Launching Cosmos with Double-Sign Protection in Hardware and Resilience against Host Compromise

In preparation for the Cosmos Network launch, planned for Week 9, as well as the sister network IRISnet, at Cryptium Labs our priority during Game of Stakes was to test our physical infrastructure and the Cosmos stack, not only the protocol, but also all the components that validators would use.
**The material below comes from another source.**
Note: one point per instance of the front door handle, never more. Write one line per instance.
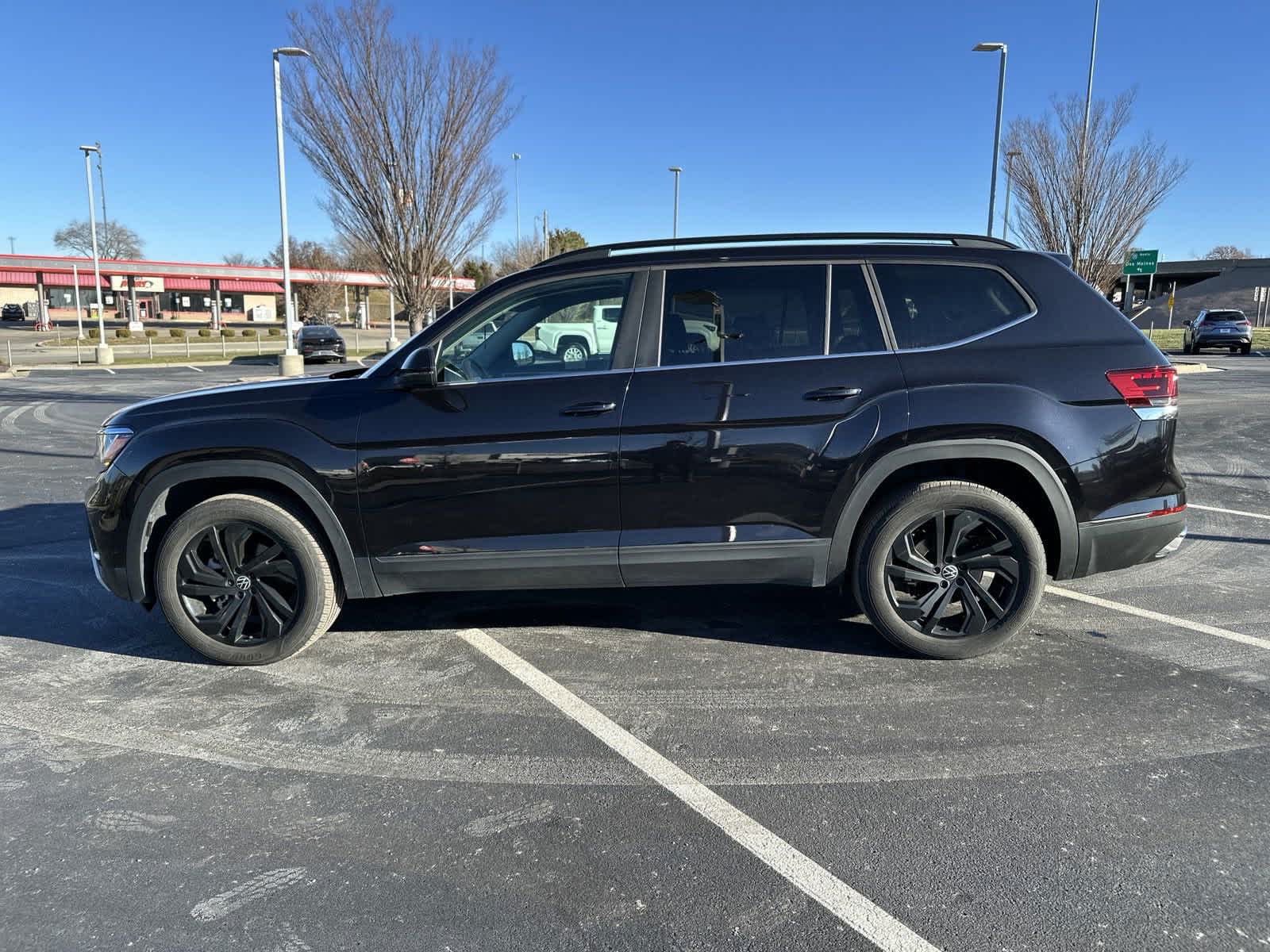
(594, 409)
(832, 393)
We explain the options we considered for mainnet and how it led Adrian Brink to work on the integration of the KMS with the Ledger Nano S, which provides double-signing protection for all the slashing conditions that Tendermint has in hardware, which makes our validator resilient even against host compromise.

Old Swiss key

Background

From our experience of running a validator (baker) for Tezos in production in addition to offering a public validation service since July 2018, we knew that launching with double-signing protection in hardware was a requirement, specially in the case of Tendermint Consensus networks, where safety faults are severely punished and where delegations are slashable.

As Game of Stakes was finishing, it seemed that launching with in-hardware double-sign protection would not be a priority for the Tendermint team (it was tagged as non-launch critical). Although, there were some available solutions developed by validators, their double-signing protection did not meet our security standards.
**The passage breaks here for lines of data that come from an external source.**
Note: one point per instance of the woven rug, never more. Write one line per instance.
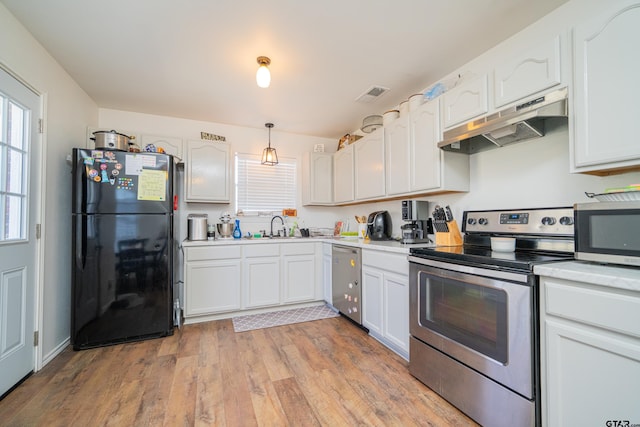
(279, 318)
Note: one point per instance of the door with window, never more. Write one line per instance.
(19, 190)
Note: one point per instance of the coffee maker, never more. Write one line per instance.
(418, 224)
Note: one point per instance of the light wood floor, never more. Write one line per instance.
(326, 372)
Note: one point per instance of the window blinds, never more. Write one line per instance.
(261, 188)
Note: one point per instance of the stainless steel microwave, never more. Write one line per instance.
(608, 232)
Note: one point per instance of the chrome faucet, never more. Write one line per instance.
(283, 227)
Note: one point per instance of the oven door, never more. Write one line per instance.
(481, 318)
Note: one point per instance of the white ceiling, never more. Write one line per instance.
(196, 59)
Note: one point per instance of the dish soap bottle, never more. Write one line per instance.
(237, 233)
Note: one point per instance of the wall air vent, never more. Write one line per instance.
(371, 94)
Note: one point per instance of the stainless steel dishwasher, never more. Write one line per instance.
(346, 283)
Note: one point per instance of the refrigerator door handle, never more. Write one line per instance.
(81, 255)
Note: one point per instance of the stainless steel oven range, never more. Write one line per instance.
(474, 313)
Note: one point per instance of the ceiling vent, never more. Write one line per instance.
(371, 94)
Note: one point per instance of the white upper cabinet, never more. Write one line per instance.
(207, 172)
(606, 92)
(369, 166)
(467, 100)
(317, 179)
(527, 73)
(397, 156)
(343, 175)
(426, 161)
(171, 145)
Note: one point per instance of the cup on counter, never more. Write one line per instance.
(362, 231)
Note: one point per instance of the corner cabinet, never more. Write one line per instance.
(529, 72)
(300, 273)
(385, 298)
(606, 90)
(464, 102)
(369, 166)
(414, 163)
(590, 352)
(398, 156)
(207, 172)
(317, 179)
(343, 182)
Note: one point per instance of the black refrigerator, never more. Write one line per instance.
(123, 247)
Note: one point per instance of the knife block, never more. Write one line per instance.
(451, 237)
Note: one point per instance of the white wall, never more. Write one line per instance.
(68, 112)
Why Prioritise Safety Over Liveness?

At the time of writing Cosmos’ exact PoS parameters are not yet defined, making it hard to estimate the actual losses and gains in the event of safety or liveness faults. In the case of Tezos, it is cheaper to go down for 24 hours and lose the rewards, than to risk double signing once, due to misconfigurations in automatic failover systems or host compromise (link to the double-signing article on Tezos). Considering that Tendermint Consensus based networks, such as Cosmos, prioritise safety over liveness and that in Cosmos the delegated tokens are at stake, the losses in an event of a single fault will be larger than being offline for a small amount of time and performing manual failover.

All the solutions that have automatic failover have some trade-offs between liveness and safety. Even with a correct configuration, the validator might be vulnerable to a single host getting compromised and being used to generate bad signatures.
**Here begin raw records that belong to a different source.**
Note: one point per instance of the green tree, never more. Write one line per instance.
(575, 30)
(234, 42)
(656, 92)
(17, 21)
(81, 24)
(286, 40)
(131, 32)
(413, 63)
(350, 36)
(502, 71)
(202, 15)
Available Signing Options for Validators

The starting point was the Key Management System (KMS). On a high level, it is an interface that communicates with Tendermint Core and is compatible with multiple signing solutions. The current version of the KMS does not provide any kind of double-sign protection. At the time, the options were:

  1. Software Keys + KMS
  2. YubiHSM + KMS
  3. Ledger Nano S + KMS

We eliminated option 1, as it is the most vulnerable option in the event of host compromise due to the possibility of key exfiltration. The plausible alternatives were to use the YubiHSM or the Ledger Nano S.

The YubiHSM

During Game of Stakes, our validator was producing signatures with the Yubico HSM and tested it in a dedicated server placed in a datacenter environment.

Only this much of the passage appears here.